Adrian Leiser, a volunteer coach for Weber State, was getting ready to make a run to the grocery store for water and snacks.
He had nothing but good things to say about the takeout the team has ordered at places like the Blackstone Meatball, Lighthouse Pizza and Voodoo Taco.
“The local food has been awesome here,” he said.
Teams ordering takeout have been a boon for restaurants. Patrik Strate at the Blackstone Meatball was preparing a takeout dinner for 27, making sure to satisfy all the COVID-19 protocols. Classic beef marinara has been a favorite.
“It’s been a nice little boost of revenue,” Strate said. “Having something like a sporting event makes you feel more back to normal.”
Others teams are relying on the catering at their hotel.
Marriott General Manager Steve Hilton said staff has created zones for each of the teams there, with a dedicated room where they can eat meals and dedicated spaces where you’ll find 15 to 25 rooms blocked off for teams and their personnel. Cook, the Nebraska coach, approves.
“I have a really nice room. Great view of Omaha and the Missouri River, so I’m pretty happy.”
The Marriott typically provides two meals a day, depending on each team’s schedule.
“We’re extremely busy,” Hilton said. “We’re glad to be at that level of business.”

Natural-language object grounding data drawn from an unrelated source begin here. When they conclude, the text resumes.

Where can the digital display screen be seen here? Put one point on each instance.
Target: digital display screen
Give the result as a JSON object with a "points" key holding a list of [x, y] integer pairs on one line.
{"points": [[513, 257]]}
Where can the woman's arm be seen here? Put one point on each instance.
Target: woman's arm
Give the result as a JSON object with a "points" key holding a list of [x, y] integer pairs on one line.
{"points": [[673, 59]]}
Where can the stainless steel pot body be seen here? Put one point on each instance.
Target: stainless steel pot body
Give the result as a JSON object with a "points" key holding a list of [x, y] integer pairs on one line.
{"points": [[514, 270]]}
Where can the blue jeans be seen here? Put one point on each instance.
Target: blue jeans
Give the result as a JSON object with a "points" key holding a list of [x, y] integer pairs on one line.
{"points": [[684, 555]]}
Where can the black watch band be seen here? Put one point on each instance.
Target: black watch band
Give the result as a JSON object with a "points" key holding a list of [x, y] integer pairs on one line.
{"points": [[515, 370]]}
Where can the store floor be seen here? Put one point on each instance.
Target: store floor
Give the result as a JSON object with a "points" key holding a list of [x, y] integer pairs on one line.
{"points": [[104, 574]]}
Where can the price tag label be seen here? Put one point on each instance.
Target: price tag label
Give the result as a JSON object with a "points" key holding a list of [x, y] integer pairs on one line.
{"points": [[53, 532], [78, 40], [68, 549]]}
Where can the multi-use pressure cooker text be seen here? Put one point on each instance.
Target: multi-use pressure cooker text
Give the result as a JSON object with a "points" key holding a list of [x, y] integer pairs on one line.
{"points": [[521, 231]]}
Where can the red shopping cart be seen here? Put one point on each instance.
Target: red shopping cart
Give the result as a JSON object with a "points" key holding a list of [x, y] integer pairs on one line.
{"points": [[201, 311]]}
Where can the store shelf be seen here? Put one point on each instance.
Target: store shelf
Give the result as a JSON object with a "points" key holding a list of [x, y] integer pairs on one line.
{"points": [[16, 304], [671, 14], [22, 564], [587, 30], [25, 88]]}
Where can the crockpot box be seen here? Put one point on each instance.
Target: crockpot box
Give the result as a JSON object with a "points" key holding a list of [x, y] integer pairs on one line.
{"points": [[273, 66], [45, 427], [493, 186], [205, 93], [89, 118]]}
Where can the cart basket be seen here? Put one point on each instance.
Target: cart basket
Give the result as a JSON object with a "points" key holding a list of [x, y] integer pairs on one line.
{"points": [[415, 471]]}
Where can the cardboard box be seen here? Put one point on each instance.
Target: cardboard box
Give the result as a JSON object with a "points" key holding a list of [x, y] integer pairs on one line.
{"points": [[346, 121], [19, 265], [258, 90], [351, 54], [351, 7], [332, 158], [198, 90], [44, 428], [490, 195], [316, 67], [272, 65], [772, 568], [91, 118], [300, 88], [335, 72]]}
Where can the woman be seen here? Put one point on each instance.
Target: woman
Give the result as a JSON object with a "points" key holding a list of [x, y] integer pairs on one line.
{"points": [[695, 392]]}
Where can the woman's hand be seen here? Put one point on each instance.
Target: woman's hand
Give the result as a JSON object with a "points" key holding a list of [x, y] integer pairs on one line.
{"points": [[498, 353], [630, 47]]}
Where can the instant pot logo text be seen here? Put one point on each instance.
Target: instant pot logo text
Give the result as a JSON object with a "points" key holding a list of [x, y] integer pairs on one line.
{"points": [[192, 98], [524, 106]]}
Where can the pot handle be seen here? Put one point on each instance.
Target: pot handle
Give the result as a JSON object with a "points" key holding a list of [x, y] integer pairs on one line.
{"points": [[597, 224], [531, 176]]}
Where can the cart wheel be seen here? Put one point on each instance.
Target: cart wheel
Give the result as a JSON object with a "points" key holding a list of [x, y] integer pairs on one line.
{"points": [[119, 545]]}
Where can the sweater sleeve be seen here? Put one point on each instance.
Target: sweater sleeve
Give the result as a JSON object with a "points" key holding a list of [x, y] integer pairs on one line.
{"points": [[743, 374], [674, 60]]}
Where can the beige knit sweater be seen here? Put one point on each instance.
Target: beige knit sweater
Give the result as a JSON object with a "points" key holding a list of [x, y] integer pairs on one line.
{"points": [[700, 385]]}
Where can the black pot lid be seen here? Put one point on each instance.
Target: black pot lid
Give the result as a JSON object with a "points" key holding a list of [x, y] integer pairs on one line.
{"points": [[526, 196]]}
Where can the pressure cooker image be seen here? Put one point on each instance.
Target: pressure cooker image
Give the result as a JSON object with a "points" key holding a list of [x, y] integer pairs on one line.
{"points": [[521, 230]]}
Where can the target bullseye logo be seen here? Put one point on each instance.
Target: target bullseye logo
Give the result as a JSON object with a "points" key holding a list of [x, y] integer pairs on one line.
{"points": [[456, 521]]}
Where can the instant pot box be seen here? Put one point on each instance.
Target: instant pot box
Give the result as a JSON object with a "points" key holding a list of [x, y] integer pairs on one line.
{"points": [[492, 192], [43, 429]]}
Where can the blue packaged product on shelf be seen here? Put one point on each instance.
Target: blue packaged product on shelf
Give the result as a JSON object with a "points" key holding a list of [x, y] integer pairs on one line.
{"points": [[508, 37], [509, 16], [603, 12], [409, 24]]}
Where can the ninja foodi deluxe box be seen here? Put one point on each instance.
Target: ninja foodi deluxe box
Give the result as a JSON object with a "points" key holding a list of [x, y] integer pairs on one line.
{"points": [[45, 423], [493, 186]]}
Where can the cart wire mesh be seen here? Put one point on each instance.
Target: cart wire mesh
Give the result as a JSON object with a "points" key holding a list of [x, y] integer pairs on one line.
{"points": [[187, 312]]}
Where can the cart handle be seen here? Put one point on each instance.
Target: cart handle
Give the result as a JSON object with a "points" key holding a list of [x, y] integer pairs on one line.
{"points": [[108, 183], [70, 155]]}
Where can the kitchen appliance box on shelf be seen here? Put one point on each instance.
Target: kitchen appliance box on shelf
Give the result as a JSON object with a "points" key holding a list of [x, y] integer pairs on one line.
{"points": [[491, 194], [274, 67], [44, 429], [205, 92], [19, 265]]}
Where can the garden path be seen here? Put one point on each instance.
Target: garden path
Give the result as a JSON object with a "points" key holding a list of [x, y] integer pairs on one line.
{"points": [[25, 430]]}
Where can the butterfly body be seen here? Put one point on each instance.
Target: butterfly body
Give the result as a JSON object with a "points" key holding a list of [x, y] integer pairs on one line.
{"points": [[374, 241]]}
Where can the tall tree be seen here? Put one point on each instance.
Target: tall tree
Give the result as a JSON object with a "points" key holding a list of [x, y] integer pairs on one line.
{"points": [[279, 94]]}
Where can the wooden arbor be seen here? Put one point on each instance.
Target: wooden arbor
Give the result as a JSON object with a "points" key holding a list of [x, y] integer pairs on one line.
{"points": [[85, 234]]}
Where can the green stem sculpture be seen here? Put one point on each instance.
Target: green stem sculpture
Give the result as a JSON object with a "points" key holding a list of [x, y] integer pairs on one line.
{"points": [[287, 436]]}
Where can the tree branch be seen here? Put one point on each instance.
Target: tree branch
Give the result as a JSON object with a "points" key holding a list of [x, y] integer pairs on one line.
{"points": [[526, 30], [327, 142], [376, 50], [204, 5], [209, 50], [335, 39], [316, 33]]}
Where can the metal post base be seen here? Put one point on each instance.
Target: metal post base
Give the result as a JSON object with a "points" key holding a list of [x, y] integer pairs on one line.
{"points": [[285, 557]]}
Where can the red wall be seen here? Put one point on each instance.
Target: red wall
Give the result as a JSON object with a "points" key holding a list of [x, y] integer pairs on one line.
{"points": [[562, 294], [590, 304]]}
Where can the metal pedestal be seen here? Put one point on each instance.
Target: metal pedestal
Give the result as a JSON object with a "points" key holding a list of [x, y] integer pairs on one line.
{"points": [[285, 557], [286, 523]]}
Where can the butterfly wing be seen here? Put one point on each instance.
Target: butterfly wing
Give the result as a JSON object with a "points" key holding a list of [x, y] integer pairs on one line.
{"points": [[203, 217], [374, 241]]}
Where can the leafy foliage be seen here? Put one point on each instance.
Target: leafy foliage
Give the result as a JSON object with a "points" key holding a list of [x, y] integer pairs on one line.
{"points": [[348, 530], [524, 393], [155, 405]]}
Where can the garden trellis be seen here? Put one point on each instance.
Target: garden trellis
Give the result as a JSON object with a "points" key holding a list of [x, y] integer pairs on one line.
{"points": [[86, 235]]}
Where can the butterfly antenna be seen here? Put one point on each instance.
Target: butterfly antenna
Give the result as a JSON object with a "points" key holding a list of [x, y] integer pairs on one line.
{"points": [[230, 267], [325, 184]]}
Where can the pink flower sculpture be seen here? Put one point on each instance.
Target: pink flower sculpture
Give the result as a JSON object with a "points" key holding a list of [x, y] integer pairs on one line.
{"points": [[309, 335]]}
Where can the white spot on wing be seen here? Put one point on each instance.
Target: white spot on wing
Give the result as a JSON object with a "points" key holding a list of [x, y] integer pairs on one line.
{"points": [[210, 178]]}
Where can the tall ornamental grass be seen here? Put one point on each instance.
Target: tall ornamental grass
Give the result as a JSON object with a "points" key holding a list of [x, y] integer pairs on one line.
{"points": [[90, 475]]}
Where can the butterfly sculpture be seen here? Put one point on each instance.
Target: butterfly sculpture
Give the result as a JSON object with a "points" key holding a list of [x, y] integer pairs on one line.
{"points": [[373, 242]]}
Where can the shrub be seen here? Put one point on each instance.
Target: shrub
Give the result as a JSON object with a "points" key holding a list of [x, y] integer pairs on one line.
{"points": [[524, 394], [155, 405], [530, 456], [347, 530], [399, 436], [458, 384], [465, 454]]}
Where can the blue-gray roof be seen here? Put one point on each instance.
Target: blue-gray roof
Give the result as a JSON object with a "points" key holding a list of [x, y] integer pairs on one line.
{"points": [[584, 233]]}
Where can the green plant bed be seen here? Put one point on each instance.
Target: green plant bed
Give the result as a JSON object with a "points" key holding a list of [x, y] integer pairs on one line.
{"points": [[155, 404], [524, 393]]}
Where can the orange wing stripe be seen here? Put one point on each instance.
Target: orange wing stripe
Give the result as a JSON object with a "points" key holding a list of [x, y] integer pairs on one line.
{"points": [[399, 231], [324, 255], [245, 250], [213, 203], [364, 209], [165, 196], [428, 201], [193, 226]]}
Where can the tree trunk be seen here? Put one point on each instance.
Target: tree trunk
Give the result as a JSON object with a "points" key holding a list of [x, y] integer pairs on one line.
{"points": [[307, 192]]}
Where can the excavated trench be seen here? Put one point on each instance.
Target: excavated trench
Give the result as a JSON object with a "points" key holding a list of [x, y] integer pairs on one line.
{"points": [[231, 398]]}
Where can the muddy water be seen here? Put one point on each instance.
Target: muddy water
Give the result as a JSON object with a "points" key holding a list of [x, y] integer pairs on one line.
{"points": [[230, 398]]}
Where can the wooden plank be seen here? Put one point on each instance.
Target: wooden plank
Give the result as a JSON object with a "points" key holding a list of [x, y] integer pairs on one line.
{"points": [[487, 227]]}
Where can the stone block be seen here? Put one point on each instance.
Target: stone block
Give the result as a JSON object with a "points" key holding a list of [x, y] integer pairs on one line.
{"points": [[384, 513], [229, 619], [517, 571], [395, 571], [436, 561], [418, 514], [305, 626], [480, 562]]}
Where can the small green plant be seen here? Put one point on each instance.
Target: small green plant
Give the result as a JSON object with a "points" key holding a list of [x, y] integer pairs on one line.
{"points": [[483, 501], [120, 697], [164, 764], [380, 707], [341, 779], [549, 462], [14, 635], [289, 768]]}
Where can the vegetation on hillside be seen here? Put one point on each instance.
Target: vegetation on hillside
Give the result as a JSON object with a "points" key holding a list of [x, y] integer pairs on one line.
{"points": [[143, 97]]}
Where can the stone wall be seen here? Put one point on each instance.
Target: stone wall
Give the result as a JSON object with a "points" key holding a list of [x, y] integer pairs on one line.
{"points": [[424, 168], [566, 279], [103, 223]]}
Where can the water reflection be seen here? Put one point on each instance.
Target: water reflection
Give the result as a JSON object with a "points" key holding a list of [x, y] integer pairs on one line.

The Huskers have gotten takeout a few times, with NU sophomore Madi Kubik saying Clean Juice for breakfast Thursday is one of her favorites.
Former Texas State coach Karen Chisum, a tournament veteran, was enjoying lunch at DJ’s Dugout with several parents. The first days of the event have been quieter than what she’s been used to, she said.
The parents said they liked having the format in one place, giving them the same experience as the bigger teams although they rarely see the players out and about.
It’s also irritating not to get to see those same teams in action, Chisum said. Although she said the Bobcats were excited to be in Omaha, she wishes the NCAA would have spread the games around to other venues.
“Every coach will tell you this,” she said. “It’s like a club tournament. The kids should have a better experience than what they are having.”
Cook said teams walk in, throw their stuff down and play. Wisconsin coach Kelly Sheffield joked Thursday that the Badgers might have to get a campfire going next to their courtside tent, which is substituting as a game day locker room.
Purdue coach Dave Shondell said his players were allowed just 30 minutes to warm up Thursday on a convention center court they’d never seen before — then had to compete in a do-or-die second-round match.
“This has been unique,” Shondell said. “The NCAA’s doing a great job. No complaints at all about the NCAA. It’s just COVID, and all of the testing, and the back and forth from the hotel, to the gym, back to the hotel, to the gym.”
The challenge for teams, Shondell said, is to embrace the new set of circumstances. But perhaps things will normalize some as the tournament field shrinks and its matches move into the CHI Health Center arena next week.
For the city, this tournament is the kickoff to a busy summer, the Hilton’s Sabin said. There’s club volleyball and basketball tournaments ahead as well as the U.S. Swim Trials and the CWS.
It’s been a different event from those, Marriott’s Hilton said, but he says things will start to change in the next few days as more people are allowed into matches.
“It should grow,” he said. “We expect to see more traffic arriving on the weekend.”